Look at the definition of the right arm and armpit of this fairy, but also revel in the midnight blue background. And note also the sprays of pearl-like baubles radiating out from the fairy’s diaphanous clothes. I like strong, defined outlines, so I loved all four of her pieces here for their clarity and dynamism.

A fairy on a bat by Helen Jacobs

Charles Robinson (1870 to 1937)

Robinson trained in lithography but began illustrating books from the mid-1890s and illustrated a trio of books with the collective title of The Annals of Fairyland (1900 to 1902). In 1911 Heinemann published an edition of Shelley’s poem The Sensitive Plant with 18 coloured plates and numerous vignettes.

Just one of these is included in the exhibition, and I found it one of the most haunting. In the centre is a baby with wings, more of a chubby Renaissance putto maybe, than a slender sprite. What I kept returning to enjoy was the way the delicate wash which created a fog, a mist, through which you can see the ghostly outlines of the autumn trees in the background. And the craggy, Gormenghast quality of the black branches, especially the one at the bottom. And then the wonderful spray of autumn leaves falling in a spray around the centre, behind the putto. I’m not sure how strictly fairylike this picture is, but I found it wonderfully wistful and evocative.

Illustration for The Sensitive Plant by Charles Robinson (1911)

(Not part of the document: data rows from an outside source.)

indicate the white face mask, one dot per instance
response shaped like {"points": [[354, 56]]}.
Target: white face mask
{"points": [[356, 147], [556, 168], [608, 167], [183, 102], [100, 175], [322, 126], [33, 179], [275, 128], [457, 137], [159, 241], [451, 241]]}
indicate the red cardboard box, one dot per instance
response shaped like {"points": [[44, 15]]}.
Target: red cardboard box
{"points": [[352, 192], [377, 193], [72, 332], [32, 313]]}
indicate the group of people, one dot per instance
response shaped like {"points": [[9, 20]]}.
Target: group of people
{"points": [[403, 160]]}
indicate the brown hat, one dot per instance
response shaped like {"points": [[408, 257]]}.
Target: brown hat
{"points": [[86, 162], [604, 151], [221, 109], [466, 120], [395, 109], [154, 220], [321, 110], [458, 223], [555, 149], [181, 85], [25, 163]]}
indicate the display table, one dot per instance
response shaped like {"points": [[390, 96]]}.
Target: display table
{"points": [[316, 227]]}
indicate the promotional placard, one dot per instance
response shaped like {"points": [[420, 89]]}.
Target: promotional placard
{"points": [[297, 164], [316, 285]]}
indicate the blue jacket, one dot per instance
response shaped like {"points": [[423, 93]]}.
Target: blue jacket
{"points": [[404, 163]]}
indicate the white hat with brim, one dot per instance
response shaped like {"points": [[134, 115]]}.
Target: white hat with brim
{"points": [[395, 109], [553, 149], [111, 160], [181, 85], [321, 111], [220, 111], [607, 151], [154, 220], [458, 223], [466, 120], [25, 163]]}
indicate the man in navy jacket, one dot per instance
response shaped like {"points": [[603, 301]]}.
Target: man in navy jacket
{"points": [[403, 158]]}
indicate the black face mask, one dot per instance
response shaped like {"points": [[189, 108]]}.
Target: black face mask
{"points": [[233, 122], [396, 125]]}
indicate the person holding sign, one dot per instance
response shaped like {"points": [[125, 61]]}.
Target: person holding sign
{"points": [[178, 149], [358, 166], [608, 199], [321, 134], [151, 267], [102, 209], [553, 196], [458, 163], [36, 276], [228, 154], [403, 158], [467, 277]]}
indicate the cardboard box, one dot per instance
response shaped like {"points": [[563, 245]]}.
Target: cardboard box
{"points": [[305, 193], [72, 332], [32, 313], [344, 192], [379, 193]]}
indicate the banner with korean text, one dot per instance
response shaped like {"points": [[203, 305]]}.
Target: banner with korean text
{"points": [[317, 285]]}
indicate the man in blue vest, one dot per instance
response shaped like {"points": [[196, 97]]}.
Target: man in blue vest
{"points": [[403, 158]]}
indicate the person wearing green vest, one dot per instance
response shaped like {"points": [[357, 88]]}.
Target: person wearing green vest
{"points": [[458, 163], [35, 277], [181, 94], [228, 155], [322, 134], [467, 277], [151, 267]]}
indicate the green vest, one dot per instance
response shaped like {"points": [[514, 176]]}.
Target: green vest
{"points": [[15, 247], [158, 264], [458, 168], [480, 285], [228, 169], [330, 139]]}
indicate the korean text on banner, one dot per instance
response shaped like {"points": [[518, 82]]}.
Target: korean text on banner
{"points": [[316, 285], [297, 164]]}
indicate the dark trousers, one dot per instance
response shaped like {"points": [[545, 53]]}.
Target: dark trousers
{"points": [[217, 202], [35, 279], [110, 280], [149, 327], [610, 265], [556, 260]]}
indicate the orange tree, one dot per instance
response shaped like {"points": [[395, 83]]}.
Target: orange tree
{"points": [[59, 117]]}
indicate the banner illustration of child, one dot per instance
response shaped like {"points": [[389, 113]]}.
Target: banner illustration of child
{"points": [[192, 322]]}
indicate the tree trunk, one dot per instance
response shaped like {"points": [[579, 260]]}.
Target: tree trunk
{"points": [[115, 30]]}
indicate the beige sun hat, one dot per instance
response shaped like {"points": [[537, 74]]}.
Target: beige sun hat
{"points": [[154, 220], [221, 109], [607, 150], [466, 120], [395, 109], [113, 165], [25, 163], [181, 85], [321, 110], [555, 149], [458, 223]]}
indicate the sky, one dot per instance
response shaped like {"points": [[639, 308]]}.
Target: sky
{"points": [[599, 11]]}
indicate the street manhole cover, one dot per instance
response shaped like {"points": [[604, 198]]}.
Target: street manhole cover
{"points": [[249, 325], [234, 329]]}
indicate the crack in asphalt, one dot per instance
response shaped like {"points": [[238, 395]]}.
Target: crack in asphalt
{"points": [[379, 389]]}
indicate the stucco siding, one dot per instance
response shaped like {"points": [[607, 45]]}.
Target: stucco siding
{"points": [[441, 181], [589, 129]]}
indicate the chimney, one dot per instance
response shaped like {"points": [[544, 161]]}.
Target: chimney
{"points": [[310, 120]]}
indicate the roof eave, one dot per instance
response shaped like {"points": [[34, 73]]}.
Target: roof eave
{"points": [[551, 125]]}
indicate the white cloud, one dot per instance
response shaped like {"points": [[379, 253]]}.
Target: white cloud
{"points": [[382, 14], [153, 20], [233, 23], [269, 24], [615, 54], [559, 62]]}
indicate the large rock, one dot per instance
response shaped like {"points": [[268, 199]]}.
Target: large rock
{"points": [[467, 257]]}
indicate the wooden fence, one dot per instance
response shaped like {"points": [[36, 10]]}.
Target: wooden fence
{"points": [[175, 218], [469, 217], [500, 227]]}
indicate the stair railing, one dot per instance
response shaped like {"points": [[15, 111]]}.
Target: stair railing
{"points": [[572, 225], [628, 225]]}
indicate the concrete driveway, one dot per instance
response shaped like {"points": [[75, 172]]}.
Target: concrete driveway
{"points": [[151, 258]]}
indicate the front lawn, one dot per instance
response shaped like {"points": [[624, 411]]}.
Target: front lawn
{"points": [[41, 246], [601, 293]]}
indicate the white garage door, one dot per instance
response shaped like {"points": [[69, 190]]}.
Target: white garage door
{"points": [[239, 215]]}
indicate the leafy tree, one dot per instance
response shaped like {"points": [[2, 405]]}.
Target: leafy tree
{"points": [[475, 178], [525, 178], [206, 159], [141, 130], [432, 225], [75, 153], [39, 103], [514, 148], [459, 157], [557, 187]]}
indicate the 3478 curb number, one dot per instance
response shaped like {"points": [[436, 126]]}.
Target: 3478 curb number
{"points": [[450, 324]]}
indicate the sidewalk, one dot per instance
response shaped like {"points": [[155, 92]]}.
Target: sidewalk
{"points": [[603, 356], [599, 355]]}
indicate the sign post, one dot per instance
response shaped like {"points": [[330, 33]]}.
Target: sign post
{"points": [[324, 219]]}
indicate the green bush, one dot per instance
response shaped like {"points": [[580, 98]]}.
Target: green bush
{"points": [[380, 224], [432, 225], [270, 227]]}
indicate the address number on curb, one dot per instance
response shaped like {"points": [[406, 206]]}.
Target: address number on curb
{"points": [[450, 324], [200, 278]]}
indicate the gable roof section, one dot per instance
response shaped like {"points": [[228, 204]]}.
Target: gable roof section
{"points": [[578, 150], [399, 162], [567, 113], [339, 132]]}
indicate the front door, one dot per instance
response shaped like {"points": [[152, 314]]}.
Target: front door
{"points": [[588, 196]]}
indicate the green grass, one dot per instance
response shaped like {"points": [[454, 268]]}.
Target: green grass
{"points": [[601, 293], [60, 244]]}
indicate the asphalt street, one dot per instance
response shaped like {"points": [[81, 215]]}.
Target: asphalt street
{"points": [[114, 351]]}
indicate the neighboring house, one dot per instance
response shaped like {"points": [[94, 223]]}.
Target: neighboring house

Cicely Mary Barker (1895 to 1973)

The exhibition closes with a set of eight of the original watercolours for the Flower Fairy books by Cicely Mary Barker. Barker was born in Croydon and although she later attended the Croydon School of Art, she was largely self-taught. In 1922 she sent some of her flower fairy illustrations to Blackie and Son the publishers who published them as Flower Fairies of the Spring. She received just £25 for the 24 pictures in the book, but it sold well and she was able to secure a royalty for all its sequels.

The Hawthorn Fairy by Cicely Mary Barker (1926) © The Estate of Cicely Mary Barker

Eventually there were eight flower fairy books, containing 170 illustrations. The striking thing about them is their hyper-realism grounded in Barker’s immensely careful depictions of the flora each fairy is linked to. Her sketchbooks have survived and show what immense trouble she took to draw extremely accurate depictions of yew, sloe berries, horse chestnuts, elderberries and many, many more.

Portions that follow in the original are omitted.